Study: Only Half of Surfaces We Clean Are Properly Disinfected

A recent study conducted by Ohio State University suggests that even organized efforts to clean surfaces can fall short, requiring extra cleaning to be done on a daily basis, especially to fight the spread of coronavirus disease 2019 (COVID-19).

A recent study conducted by Ohio State University suggests that even organized efforts to clean surfaces can fall short, requiring extra cleaning to be done on a daily basis, especially to fight the spread of coronavirus disease 2019 (COVID-19).

Researchers tagged the surfaces of a small animal veterinary practice daily for 5 and a half weeks with a fluorescent dye visible only under black light. Tagged surfaces were checked 24 hours later to see whether the marks were showing. The surfaces were considered cleaned if the dye was completely removed.

Overall, only half of all surfaces were adequately cleaned during the study period. Medical instruments, dog run handles, computer mice, and keyboards were cleaned less frequently than areas touched primarily by animals, according to the study.

“A recent study concluded the coronavirus causing COVID-19 has the ability to survive on certain types of surfaces for hours to a few days,” said senior study author Jason Stull, assistant professor of veterinary preventive medicine at the Ohio State University, in a press release. “At veterinary practices, other businesses and certainly human hospitals, surface cleaning and disinfection is extremely important. People come in and may contaminate an area and that area potentially can serve as a source of infection for other people.”

Currently, Stull has assessed approximately 5000 surfaces over the course of the study, which showed 50% of surfaces were cleaned, with broad variations by type of surface and hospital location.

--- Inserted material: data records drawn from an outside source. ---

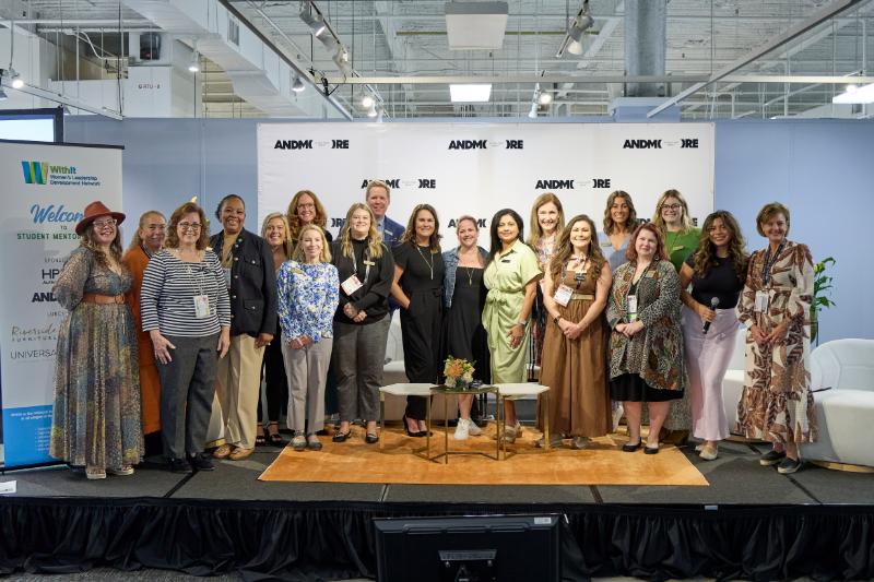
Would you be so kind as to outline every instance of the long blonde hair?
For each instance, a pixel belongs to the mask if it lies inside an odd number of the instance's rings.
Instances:
[[[553,192],[545,192],[539,195],[534,200],[534,204],[531,206],[531,230],[529,231],[528,236],[528,244],[538,248],[540,244],[540,239],[543,236],[543,229],[540,227],[540,221],[538,219],[538,211],[544,204],[552,202],[555,204],[555,207],[558,210],[558,224],[555,225],[555,239],[558,240],[558,237],[562,236],[562,229],[565,227],[565,210],[562,207],[562,201],[558,200],[558,197],[555,195]]]
[[[319,262],[320,263],[330,263],[331,262],[331,248],[328,245],[328,239],[324,237],[324,228],[317,224],[307,224],[300,228],[300,236],[297,239],[297,246],[294,248],[294,253],[291,258],[295,261],[305,262],[306,256],[304,254],[304,246],[302,241],[304,240],[304,235],[314,230],[319,234],[321,237],[321,254],[319,254]]]
[[[292,229],[288,227],[288,218],[281,212],[271,212],[267,216],[264,216],[264,222],[261,223],[261,238],[267,240],[267,227],[270,224],[270,221],[273,218],[282,218],[282,225],[285,227],[285,240],[283,241],[282,246],[285,249],[285,257],[292,258],[292,253],[294,252],[294,245],[292,244]],[[321,227],[319,227],[321,228]]]
[[[693,229],[692,218],[689,218],[689,205],[686,204],[686,199],[683,198],[680,190],[665,190],[662,195],[659,197],[659,201],[656,203],[656,214],[652,216],[653,224],[659,227],[659,230],[664,233],[665,225],[664,218],[662,218],[662,206],[664,205],[664,201],[669,198],[677,199],[680,205],[683,207],[683,218],[680,221],[683,226],[680,227],[680,230],[683,234],[688,233]]]
[[[367,214],[370,216],[370,229],[367,231],[367,250],[373,259],[379,259],[382,257],[382,249],[385,248],[382,245],[382,235],[376,229],[376,216],[374,216],[374,211],[364,202],[355,202],[349,207],[349,212],[346,212],[346,222],[343,223],[343,228],[340,229],[340,251],[343,257],[352,259],[352,215],[357,210],[367,211]]]

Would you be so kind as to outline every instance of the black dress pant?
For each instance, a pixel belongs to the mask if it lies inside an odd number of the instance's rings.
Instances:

Human-touched surfaces were still the least likely to be cleaned.

This study measured everyday cleaning practices in a location where people spend a lot of time with different animals and different people.

“Plenty of industries and groups outside of human health care have ramped up their efforts to clean and disinfect common-touch surfaces,” Stull said in the press release. “The take-home messages from our study can have important parallels for others, such as other veterinary clinics, but also groups such as grocery stores.”

Even before the COVID-19 pandemic occurred, Stull recognized the importance of implementing proper hygiene no matter where you go, and to concentrate cleaning common-touch surfaces, such as doorknobs and countertops.

“Our study also highlights that, despite our best efforts, 100% cleaning and disinfection is unlikely to occur,” Stull said in the release. “This is important to remember, as regardless of where you visit, it’s also best to assume surfaces may be contaminated—and before you come back into your home, you should follow the recommendations to clean your hands and clean items you’ve handled.”

When we get to the end of this pandemic, the hardest part will be to continue living in a healthier way, according to Stull. “When we get to the end of this, and at some point that will happen, you will likely see people revert back to their norm,” Stull said in the release. “What we need is a culture shift, so people recognize that infection control through hand-washing and thorough cleaning of shared surfaces is a critically important thing we can all do all the time, and it has measurable impact.”

REFERENCE

Caldwell, Emily. Study shows how diligent we have to be to keep surfaces germ-free. Ohio State News.